Vanderbilt University announced 10 recipients of the Innovation Catalyst Fund awards for the February 2026 cycle, advancing faculty-led research projects with the potential to address critical societal and health care challenges through translational research.
The awards provide strategic funding to support faculty’s technologies from a broad range of disciplines as they move promising discoveries toward commercialization and real-world application.
This cycle’s funded projects span bioscience and health care, social science, engineering and physical sciences, with a strong emphasis on biomedical innovation, diagnostics, medical devices and digital health technologies.

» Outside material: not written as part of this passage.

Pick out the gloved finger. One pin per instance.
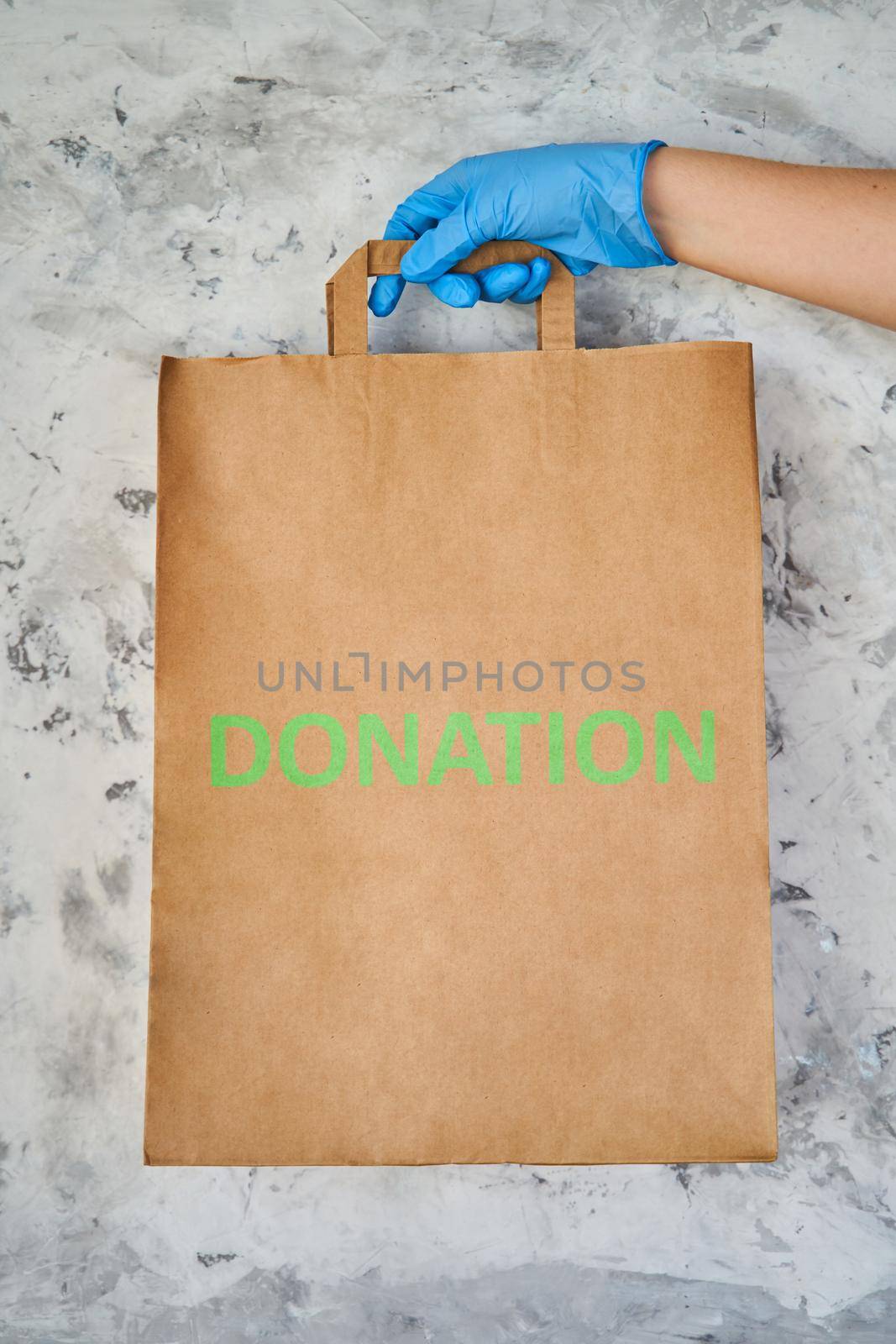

This cycle’s recipients include:
- Panambur Bhandari, assistant professor of plastic surgery: Pilot Manufacturing and Structured Clinical Validation of the Intrinsic Glove
- Dylan T. Burnette, associate professor of cell and developmental biology and medicine: Programmable Blebbisomes as Translation-Competent Biologic Production and Immune-Stealth Delivery Platforms
- Rohan Chitale, associate professor of neurological surgery: Development of a Bent Stent for Treatment of Trigeminal Neuralgia
- Laurie Cutting, professor of special education: Advancing LANTERN: From Research Pipeline to Scalable Reading Analytics Platform
- Brian C. Drolet, professor of plastic surgery; vice chair for education: Endoscopic Retinaculatome (ERT): Integrated Tower-Independent Visualization Platform for Endoscopic Carpal Tunnel Release
- Kelsie M. Full, assistant professor of medicine: Bridging Faith and Memory Care: A Technology-Enabled Model to Reduce ADRD Disparities
- Bill Heerman, associate professor of pediatrics: Scaling up an Evidence-based Digital Intervention for Obesity Prevention: the Greenlight Plus program
- Dan Lin, professor of computer science in the College of Connected Computing: Cost-Efficient AI for Detecting Unseen Synthetic Media
- Xinqiang Yan, research associate professor of radiology and radiological sciences: Maximizing Diagnostic Fidelity in MRI: An Integrated Wearable Coil with Real-Time Motion Tracking
- Adam D. Yock, director of technology and innovation; associate professor of radiation oncology: An Online Adaptive Radiotherapy End-to-End Quality Assurance Phantom
"The Innovation Catalyst Fund program continues to demonstrate Vanderbilt’s strong commitment to supporting our innovative faculty and helping CTTC translate those innovations into the marketplace to have a positive impact on society,” said George Wilson, Interim Executive Director of New Venture Development. “The return on investment to date is particularly impressive, given that the ICF program has only been in operation for three years. This cycle's awardees represent yet another pool of high-caliber faculty whose ideas are shaping our present and our future."
The Innovation Catalyst Fund will begin accepting applications for the next cycle on June 1. All full-time faculty at Vanderbilt University and Vanderbilt University Medical Center are eligible to apply here.
About the Innovation Catalyst Fund
The Innovation Catalyst Fund’s goal is to propel faculty research ideas toward market and real-world impact. The program provides support for proof-of-concept commercialization, advancing early-stage projects with high innovation potential and developing research projects with societal relevance.
The Office of the Vice Provost for Research and Innovation manages the fund in consultation with university academic leadership and Vanderbilt University Medical Center’s Office of Research. The Center for Technology Transfer and Commercialization coordinates the submission and review process in collaboration with deans across Vanderbilt’s schools and colleges.